And don't lie and say you don't have one. This question is for brutal honesty. What is it that you hide most about yourself? All the time? It could be about looks or your job or maybe even an eating disorder or depression or the fact that you can't be in a good relationship or maybe you have a dark past. What is your biggest insecurity?
Most Helpful Guy
i have many problems with my life right now, including medically, but, i think the biggest insecurity i have right now is the fact that im 27 and jobless. I've had jobs, but, at this stage in my life i should have a degree and thinking about a career or at least be working a steady job. instead, im still in school, and sitting at home, trying to recuperate from a major surgery i had back in march0
Most Helpful Girl
I am very easily jealous. I have had my trust betrayed a lot before with many different people - A "best friend" of 10 years, other people who I thought were my friends, certain family members, teachers who have lied to me and even closer family members like my mum and dad have betrayed my trust - My Mum read my diary when I was 12 or 13, tells my friends things I ask her not to, doesn't listen to what I say about certain foods making me feel ill and if I do/say something embarrassing, she finds it funny to tell everyone.

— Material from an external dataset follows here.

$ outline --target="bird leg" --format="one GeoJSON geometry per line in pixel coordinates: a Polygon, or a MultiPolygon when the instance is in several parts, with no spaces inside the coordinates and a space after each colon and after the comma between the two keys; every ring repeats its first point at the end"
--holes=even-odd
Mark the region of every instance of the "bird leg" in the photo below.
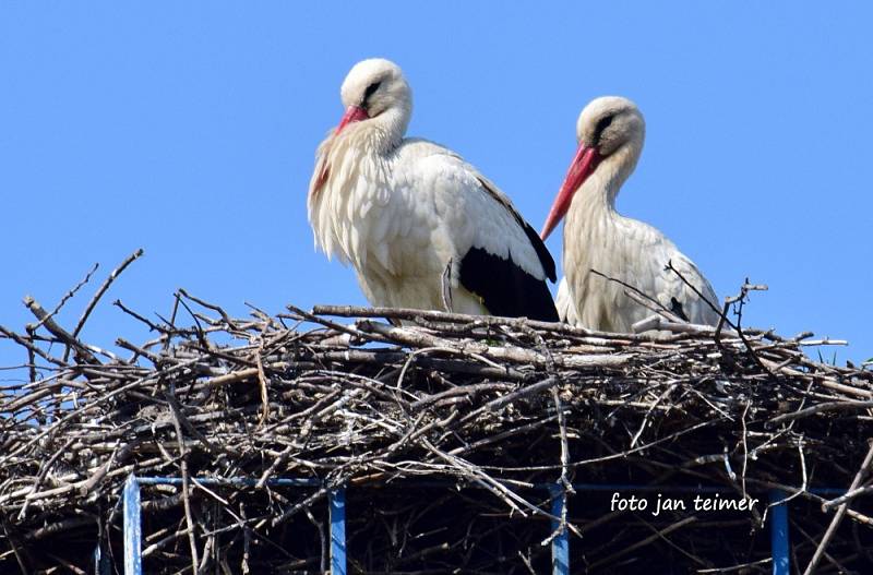
{"type": "Polygon", "coordinates": [[[445,269],[443,269],[442,274],[442,297],[443,297],[443,308],[449,313],[452,313],[452,259],[449,259],[449,263],[445,264],[445,269]]]}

My dad once humiliated me in front of his friends because he thought it'd be funny too (even though he knows I have mental issues), he quickly came upstairs and apologized to me when I got upset though.
I have had friends replace me and the first guy I ever dated, back last year would tell me he loved me, get nervous around me, told me he loved me from the day he met me and was going to tell me then (though I found that a bit OTT), hold my hand and hug and kiss me in public, contact me all the time and once when I got jealous that he paid more attention to my friend than me (and I had reason to be worried due to a conversation we'd had 2 days prior), he reassured me if he liked her, he wouldn't hug and kiss me in front of her, I was the most beautiful girl he'd ever seen, and I'd helped with his depression, he hadn't been this happy in ages so why on earth would he leave me?
Know how that relationship ended? He cheated on me with his "friend" he'd talk to on Skype a lot.
I don't think my current boyfriend seems the kind to cheat but I worry he will like someone more but not break up with me because of it and so I am stuck being 2nd best with him. I need constant reassurance -
Every time he mentions another girl even if it's random, every time I see him like a woman's page, every time I see a girl he's friends with on fb, every time I think about him starting college and all the girls there.. I think he likes or will like them more than me. I feel like I'm never good enough for anyone, there are so many other prettier and nicer girls without anger and mental issues like mine. They're just better. He'll like them more and it's difficult to convince myself otherwise. I'll be replaced.
I feel horrible when I think like that, I feel angry and upset and want to hurt myself. I get nightmares about it too and had one last night.
It doesn't help when people shame me for being jealous either. I just feel misunderstood. I need help.